Un groupement local de traitement de la délinquance

Autre mesure également annoncé par le maire : la création d'un groupe local de traitement de la délinquance, un GLTD, associant les services de la préfecture, ceux du procureur de la République, mais aussi la police municipale, la mairie, les bailleurs sociaux ou encore les associations locales. "On réunira tout ce monde-là autour d'une table pour favoriser l'échange et la remontée d'informations. Le dispositif doit aboutir sur l'émergence d'actions communes de prévention et de répression de la délinquance".

Les GLTD ont pour mission de protéger les lieux à haut risque, mener des actions de sensibilisation, appréhender les phénomènes de bandes rivales urbaines ou encore traiter de l'absentéisme scolaire. Ces groupes sont temporaires, et n'ont pas vocation à perdurer une fois une amélioration constatée. 

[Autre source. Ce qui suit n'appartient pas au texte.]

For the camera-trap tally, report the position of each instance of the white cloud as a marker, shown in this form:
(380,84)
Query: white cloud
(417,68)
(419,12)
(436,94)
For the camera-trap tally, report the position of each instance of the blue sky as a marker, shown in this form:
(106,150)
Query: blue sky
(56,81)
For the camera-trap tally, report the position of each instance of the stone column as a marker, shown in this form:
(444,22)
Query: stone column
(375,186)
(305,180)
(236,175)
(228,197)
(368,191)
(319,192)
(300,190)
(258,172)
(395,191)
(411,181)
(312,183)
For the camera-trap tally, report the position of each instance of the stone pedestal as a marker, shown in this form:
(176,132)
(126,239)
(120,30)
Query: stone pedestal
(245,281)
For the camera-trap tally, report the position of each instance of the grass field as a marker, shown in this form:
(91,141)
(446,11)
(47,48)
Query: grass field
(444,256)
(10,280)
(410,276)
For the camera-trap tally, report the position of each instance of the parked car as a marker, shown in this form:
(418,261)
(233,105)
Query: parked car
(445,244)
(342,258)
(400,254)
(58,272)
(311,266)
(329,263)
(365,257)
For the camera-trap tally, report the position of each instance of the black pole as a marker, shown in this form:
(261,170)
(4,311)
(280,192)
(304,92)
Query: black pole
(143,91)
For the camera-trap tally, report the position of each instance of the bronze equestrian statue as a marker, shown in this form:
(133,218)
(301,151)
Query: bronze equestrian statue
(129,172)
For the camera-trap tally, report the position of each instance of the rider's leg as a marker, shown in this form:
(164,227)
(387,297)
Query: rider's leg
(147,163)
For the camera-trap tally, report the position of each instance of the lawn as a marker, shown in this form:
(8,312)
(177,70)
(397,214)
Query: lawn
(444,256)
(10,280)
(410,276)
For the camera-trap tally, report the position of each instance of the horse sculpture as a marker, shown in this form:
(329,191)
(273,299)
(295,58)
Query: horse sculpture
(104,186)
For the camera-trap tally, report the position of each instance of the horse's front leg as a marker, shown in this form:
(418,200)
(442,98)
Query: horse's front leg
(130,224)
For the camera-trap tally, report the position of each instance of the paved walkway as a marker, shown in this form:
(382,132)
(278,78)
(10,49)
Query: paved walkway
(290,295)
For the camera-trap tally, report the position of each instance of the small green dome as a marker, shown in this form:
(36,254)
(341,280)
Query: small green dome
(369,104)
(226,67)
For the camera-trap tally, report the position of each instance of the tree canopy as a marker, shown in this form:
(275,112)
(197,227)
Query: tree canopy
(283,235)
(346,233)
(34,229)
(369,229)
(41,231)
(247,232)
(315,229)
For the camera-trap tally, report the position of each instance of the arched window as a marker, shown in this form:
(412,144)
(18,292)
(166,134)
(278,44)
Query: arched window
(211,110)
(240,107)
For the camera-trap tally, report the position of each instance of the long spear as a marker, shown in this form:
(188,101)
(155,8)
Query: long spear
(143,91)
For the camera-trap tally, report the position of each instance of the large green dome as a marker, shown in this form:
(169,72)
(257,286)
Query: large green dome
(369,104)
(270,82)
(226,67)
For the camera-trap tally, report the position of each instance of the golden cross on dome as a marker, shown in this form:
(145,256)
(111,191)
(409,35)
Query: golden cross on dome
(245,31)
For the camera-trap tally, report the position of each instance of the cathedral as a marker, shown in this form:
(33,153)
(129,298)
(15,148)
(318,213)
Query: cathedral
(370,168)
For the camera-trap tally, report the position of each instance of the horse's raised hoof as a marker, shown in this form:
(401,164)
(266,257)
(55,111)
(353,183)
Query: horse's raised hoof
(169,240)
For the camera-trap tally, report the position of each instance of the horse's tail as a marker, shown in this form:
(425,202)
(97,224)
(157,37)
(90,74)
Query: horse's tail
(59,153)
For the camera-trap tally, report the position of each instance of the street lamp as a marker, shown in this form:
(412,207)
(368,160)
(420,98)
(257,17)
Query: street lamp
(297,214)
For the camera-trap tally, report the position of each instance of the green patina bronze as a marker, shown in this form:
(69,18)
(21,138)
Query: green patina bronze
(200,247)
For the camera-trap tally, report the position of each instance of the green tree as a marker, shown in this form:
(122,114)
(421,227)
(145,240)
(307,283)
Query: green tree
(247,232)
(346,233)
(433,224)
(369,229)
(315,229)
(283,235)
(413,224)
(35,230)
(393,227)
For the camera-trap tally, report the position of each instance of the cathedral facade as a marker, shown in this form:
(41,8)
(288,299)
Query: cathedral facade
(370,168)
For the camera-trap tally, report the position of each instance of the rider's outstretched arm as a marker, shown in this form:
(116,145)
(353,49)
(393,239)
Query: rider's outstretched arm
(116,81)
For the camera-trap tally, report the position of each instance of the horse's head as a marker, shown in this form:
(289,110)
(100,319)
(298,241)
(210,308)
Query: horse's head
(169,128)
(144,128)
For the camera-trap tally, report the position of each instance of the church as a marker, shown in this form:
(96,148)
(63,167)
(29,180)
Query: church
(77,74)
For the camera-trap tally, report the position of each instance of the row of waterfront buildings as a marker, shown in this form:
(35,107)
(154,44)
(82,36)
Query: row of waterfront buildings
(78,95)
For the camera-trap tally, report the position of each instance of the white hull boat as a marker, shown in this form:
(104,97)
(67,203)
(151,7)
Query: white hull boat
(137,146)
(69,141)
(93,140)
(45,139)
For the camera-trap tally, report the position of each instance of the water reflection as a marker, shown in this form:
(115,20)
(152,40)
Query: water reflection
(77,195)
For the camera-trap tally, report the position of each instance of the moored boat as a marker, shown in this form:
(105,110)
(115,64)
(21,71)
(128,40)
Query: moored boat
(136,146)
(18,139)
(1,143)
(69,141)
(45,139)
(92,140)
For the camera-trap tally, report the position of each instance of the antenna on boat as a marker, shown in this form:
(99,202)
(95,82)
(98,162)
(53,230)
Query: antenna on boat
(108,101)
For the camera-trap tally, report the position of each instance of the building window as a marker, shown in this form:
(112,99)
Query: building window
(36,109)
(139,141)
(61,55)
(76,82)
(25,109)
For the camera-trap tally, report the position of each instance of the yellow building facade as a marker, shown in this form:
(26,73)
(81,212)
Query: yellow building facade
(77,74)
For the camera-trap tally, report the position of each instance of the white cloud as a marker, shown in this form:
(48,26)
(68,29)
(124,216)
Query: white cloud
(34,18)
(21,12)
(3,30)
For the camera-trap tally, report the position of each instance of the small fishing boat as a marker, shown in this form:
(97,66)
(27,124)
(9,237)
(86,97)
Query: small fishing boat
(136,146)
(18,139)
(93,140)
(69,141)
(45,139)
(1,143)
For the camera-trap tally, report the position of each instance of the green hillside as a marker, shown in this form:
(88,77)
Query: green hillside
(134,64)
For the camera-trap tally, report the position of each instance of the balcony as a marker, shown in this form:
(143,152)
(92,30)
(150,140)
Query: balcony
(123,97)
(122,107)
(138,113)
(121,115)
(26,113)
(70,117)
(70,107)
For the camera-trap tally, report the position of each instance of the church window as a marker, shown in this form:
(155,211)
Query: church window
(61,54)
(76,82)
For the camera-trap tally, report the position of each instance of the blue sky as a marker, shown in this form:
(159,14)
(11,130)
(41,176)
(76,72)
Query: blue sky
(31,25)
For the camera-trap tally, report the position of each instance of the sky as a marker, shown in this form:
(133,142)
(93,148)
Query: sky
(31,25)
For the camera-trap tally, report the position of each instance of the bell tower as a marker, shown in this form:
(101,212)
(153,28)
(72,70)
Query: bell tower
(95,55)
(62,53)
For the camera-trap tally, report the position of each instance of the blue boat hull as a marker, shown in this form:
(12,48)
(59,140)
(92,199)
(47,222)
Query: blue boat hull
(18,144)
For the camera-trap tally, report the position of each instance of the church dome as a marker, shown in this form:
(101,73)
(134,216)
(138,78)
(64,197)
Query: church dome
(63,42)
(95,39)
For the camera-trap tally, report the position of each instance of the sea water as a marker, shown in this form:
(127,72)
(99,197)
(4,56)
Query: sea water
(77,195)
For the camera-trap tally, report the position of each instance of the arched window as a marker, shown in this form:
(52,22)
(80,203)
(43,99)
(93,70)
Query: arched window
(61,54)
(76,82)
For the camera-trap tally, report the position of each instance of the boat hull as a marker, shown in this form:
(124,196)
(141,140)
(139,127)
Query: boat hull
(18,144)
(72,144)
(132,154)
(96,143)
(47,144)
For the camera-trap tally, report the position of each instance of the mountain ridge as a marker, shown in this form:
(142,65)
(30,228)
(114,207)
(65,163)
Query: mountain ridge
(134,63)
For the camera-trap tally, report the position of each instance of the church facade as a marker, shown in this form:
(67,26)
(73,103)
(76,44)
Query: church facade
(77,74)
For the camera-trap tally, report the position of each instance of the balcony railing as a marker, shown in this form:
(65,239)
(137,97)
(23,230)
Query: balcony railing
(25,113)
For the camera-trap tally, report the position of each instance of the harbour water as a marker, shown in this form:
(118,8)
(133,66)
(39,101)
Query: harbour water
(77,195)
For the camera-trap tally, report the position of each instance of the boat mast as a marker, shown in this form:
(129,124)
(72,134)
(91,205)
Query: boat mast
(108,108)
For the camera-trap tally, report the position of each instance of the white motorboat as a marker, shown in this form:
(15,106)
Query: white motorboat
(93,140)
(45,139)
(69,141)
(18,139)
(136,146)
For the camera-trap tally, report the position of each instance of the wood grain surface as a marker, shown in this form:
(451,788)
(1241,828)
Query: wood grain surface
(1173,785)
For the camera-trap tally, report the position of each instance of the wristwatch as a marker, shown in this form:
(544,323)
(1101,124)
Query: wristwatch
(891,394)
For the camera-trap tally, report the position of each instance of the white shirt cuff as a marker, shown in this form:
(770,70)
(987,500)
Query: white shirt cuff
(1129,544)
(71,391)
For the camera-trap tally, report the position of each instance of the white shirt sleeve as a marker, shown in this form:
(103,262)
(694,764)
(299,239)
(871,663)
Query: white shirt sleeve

Pierre Hurmic a reconnu s'inspirer de l'expérience d'autres villes françaises ayant eu recours à un tel dispositif. "C'est un outil jugé comme étant performant. J'ai eu la curiosité de regarder où est-ce qu'il avait fonctionné, et j'ai vu qu'il avait fonctionné efficacement à Grenoble". 

"Urgence de la situation"

"Il est très important que les services de la municipalité mettent l'ensemble de leurs moyens au service au service de l'urgence de la situation", a de son côté renchérit Amine Smihi, adjoint au maire en charge de la tranquillité publique, de la sécurité et de la médiation.
Mais l'élu assure que la municipalité ne pourra opérer seule à un retour de la tranquillité sur Saint-Michel et ses environs, et demande "une implication très forte de la police nationale à nos côtés". 

Plus de moyens pour la police nationale

Il faut absolument qu'au niveau des services de l'Etat ils donnent les moyens à la police nationale de Bordeaux de pouvoir travailler à nos côtés pour résoudre cette situation très grave. 

 Amine Smihi, adjoint au maire de Bordeaux en charge la sécurité.



"Bordeaux a grandi, s'est densifiée, a poursuivi Amine Smihi. Les problématiques de la ville exigent qu'il y ait un redimensionnement des moyens de l'Etat. La police nationale de Bordeaux a besoin d'un soutien en effectifs, en moyens et en matériel pour faire face à un problème qui est plus complexe que d'antan."